In December 2014, one year after the launch of the platform, Click and Boat launched its first mobile application. Between July 2014 and July 2015, the company grew by 1,000%. By September 2015, boat owners listing their boats on the platform had earned €2m, while the company raised €500,000 in December 2015 to expand its services. The same month, the Click and Boat team took part in the Paris International Boat Show.
In November 2016, the company bought its French competitor Sailsharing and established itself as the leader in peer-to-peer boat rental in France, increasing its boat listings by 30%. The same month, shortly before its participation in the Salon Nautique International of Paris, the startup announced a funding round of €1m raised from OLMA Fund to accelerate its international development, bringing the total amount of raised capital since its launch to €1.7m. The company launched its US homepage in February 2017. Overall, bookings made in 2017 were worth €15m.

In November 2017, Click and Boat announced the opening of the platform to professional yacht charter companies, with a target of 30,000 listed boats in 50 countries by the end of 2018. Two months later, in January 2018, French sailor Francois Gabart joined the company as a shareholder and official ambassador, listing his own boat on the platform.

In June 2018, Click&Boat raised €4m from previous investors to accelerate its international development.
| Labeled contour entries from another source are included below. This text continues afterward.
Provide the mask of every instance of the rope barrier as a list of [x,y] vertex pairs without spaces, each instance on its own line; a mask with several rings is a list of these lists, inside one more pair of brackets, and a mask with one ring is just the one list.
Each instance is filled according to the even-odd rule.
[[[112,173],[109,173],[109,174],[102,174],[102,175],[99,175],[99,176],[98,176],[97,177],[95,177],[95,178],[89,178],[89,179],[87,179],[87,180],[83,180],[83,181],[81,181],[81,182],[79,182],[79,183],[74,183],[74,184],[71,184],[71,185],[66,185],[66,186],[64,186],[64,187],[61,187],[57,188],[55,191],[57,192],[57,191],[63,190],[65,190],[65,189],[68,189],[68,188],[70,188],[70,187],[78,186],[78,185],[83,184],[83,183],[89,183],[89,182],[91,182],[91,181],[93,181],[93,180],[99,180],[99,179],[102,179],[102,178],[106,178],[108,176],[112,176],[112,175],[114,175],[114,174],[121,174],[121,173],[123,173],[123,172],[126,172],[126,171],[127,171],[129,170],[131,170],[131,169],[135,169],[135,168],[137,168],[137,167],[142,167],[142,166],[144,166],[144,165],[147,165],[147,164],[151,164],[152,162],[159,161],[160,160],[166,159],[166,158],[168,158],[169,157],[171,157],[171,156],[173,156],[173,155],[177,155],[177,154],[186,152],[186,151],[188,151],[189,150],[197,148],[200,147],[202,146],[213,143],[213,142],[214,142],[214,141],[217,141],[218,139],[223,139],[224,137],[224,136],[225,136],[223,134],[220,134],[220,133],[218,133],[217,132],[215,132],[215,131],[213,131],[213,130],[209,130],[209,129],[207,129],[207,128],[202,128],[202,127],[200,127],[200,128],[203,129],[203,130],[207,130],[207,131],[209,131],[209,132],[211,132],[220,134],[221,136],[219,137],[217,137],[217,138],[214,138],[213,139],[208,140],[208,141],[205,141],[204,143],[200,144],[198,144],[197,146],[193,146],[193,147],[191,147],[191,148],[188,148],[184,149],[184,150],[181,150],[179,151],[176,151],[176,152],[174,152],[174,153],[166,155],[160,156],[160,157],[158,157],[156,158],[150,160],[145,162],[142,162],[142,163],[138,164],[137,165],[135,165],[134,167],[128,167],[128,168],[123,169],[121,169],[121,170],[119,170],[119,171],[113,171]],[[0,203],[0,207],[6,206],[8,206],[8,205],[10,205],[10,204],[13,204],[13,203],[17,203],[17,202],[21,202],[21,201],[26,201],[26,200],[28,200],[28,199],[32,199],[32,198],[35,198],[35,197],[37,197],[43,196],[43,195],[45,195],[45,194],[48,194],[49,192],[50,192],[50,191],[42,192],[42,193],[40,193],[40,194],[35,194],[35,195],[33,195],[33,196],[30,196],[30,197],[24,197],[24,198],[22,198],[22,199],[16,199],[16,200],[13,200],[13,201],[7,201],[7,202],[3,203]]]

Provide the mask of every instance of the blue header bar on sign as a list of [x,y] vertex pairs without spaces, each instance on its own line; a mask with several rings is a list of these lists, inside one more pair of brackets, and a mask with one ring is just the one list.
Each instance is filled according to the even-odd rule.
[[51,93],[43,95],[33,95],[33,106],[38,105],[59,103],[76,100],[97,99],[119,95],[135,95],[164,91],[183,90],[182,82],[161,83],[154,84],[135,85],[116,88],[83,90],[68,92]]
The company's co-founder Edouard Gorioux said to CNN: "Our target is to become the international leader, as Airbnb is for apartments". The majority of bookings are made by non-French customers.
The company opened an office in Marseille in March 2019, hiring 50 new members of staff. Marseille is close to the Calanques, a popular boating destination in Southern France. As well as a new office in Miami, Florida, USA, in April 2019. By August 2019, the platform offered more than 30,000 boats in over 50 countries worldwide.

Click and Boat makes its first international acquisition of its German competitor Scansail in March 2020.
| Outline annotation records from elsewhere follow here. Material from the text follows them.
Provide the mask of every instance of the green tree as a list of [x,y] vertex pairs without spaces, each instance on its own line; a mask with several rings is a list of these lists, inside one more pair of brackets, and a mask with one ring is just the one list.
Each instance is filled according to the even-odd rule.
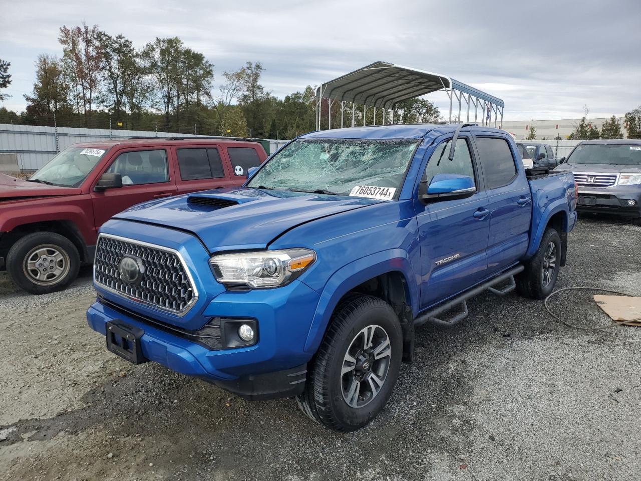
[[[569,140],[587,140],[590,139],[590,136],[594,135],[594,131],[592,130],[592,125],[588,126],[585,123],[585,117],[581,118],[581,122],[574,127],[574,130],[568,137]],[[598,130],[597,131],[598,132]],[[597,139],[598,139],[598,135]]]
[[616,117],[612,115],[610,120],[603,122],[601,136],[601,139],[623,139],[621,124],[617,121]]
[[60,28],[58,41],[63,46],[63,62],[65,76],[72,87],[72,96],[76,112],[81,107],[85,124],[91,119],[96,95],[101,87],[103,58],[102,46],[98,38],[98,26]]
[[247,121],[239,105],[233,105],[229,108],[221,128],[222,135],[226,137],[246,137],[249,135]]
[[[0,89],[6,89],[11,85],[11,74],[9,73],[10,67],[11,67],[11,62],[0,58]],[[0,101],[4,100],[9,96],[8,94],[0,92]]]
[[626,112],[626,130],[628,139],[641,139],[641,106]]
[[35,63],[36,81],[31,95],[25,95],[27,119],[44,117],[52,120],[54,114],[69,115],[72,107],[69,101],[69,86],[62,65],[55,57],[46,54],[38,56]]
[[529,134],[526,139],[526,140],[537,140],[537,131],[534,128],[533,125],[529,126]]

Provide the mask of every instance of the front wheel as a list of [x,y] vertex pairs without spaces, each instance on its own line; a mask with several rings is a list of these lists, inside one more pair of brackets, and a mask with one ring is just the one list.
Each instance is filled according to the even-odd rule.
[[6,270],[13,282],[31,294],[63,289],[79,268],[78,249],[54,232],[27,234],[18,239],[6,257]]
[[554,289],[561,267],[561,238],[551,228],[546,229],[534,256],[525,269],[515,276],[517,291],[531,299],[544,299]]
[[350,296],[337,307],[310,366],[303,411],[347,432],[363,427],[383,409],[398,377],[403,354],[398,317],[389,304]]

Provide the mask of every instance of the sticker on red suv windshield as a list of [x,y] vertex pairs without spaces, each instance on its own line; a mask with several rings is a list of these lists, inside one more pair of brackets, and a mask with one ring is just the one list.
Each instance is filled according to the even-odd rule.
[[99,157],[104,153],[104,151],[101,150],[100,149],[85,149],[80,153],[82,155],[93,155],[96,157]]
[[392,200],[396,189],[394,187],[376,187],[372,185],[356,185],[349,192],[355,197],[367,197],[379,200]]

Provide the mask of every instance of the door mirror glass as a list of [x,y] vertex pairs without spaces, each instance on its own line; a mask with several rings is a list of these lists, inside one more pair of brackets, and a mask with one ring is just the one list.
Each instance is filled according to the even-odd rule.
[[122,187],[122,176],[120,174],[105,172],[98,180],[94,190],[99,192],[106,189],[117,189]]
[[460,174],[437,174],[428,186],[427,194],[421,196],[423,200],[462,199],[476,192],[474,180]]
[[250,178],[257,170],[258,170],[258,167],[250,167],[247,169],[247,178],[248,179]]

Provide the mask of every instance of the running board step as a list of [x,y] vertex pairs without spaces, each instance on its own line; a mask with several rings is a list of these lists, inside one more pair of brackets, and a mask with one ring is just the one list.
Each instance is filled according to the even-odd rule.
[[[467,303],[466,302],[468,299],[478,296],[484,291],[489,291],[497,296],[504,296],[508,292],[511,292],[516,287],[516,282],[514,280],[514,276],[521,272],[524,269],[525,267],[522,264],[515,266],[503,273],[485,281],[482,284],[458,294],[453,299],[419,314],[416,319],[414,319],[414,325],[415,326],[422,326],[426,323],[429,322],[438,326],[450,327],[455,324],[458,324],[467,317],[469,314],[467,310]],[[494,287],[494,286],[498,285],[508,279],[510,280],[510,284],[503,289],[497,289]],[[460,312],[454,314],[449,319],[442,319],[437,317],[439,314],[446,312],[456,306],[460,307]]]
[[510,276],[509,279],[510,283],[503,288],[497,289],[494,287],[488,287],[487,290],[497,296],[504,296],[506,294],[510,294],[517,288],[517,282],[514,280],[514,276]]

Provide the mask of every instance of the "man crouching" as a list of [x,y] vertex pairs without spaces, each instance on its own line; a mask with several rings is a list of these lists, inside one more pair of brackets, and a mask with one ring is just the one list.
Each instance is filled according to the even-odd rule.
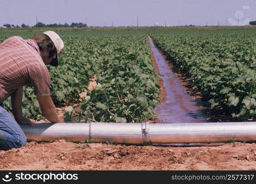
[[0,44],[0,104],[11,97],[14,118],[0,105],[0,150],[24,146],[26,136],[18,124],[32,126],[22,115],[23,86],[31,83],[42,115],[52,123],[64,122],[50,97],[47,64],[58,66],[64,48],[60,37],[48,31],[30,39],[12,36]]

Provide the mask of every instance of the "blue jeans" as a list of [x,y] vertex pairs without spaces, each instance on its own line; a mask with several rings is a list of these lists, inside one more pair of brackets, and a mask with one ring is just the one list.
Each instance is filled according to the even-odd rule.
[[26,136],[15,120],[0,105],[0,150],[24,146]]

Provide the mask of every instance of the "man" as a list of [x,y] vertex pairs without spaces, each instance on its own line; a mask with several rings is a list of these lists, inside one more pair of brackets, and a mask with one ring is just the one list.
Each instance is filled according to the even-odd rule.
[[0,150],[26,144],[26,136],[18,124],[32,126],[22,115],[23,86],[31,83],[43,116],[52,123],[63,122],[58,117],[50,93],[47,64],[58,66],[57,56],[64,44],[55,32],[48,31],[31,39],[13,36],[0,44],[0,104],[11,97],[14,118],[0,105]]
In July 2020, the Click and Boat Group opened their fifth office in Barcelona and became the benchmark in global nautical tourism with an addition 10,000 boats on their platform after the acquisition of their number one competitor Nautal.

In July 2021, the Click and Boat Group partnered with investment fund Permira and Boats Group to consolidate its international position.

== Business model ==
Click&Boat connects private and professional boat owners with sailing enthusiasts. The former can thus make a profit out of their vessels, since these can often be expensive to maintain and leave the marina 10 days per year on average. Hiring a boat through a private owner can be up to three times cheaper than doing this through a professional company.
The company's business model is based on two concurrent trends: the collaborative consumption or sharing economy, where use as a service is preferred over ownership, and the rise of online tourism through travel websites. CNN referred to the company as ‘the Airbnb of the Seas’, while The Times dubbed it ‘the Uber of the boating world’. Since 2015 the company has been running a profit, doubling its turnover on an annual basis.

== Operation ==
Owners can choose to rent out their boats with or without a skipper, or alternatively be on board with the renter. In most locations, daily insurance covering all risks is provided through the company's partnership with Allianz.

== Awards ==
In 2016, the startup was included in Frenchweb's FW500 ranking, featuring the top 500 French digital companies. The French newspaper L'Express ranked Click&Boat as one of its top 200 startups for the same year.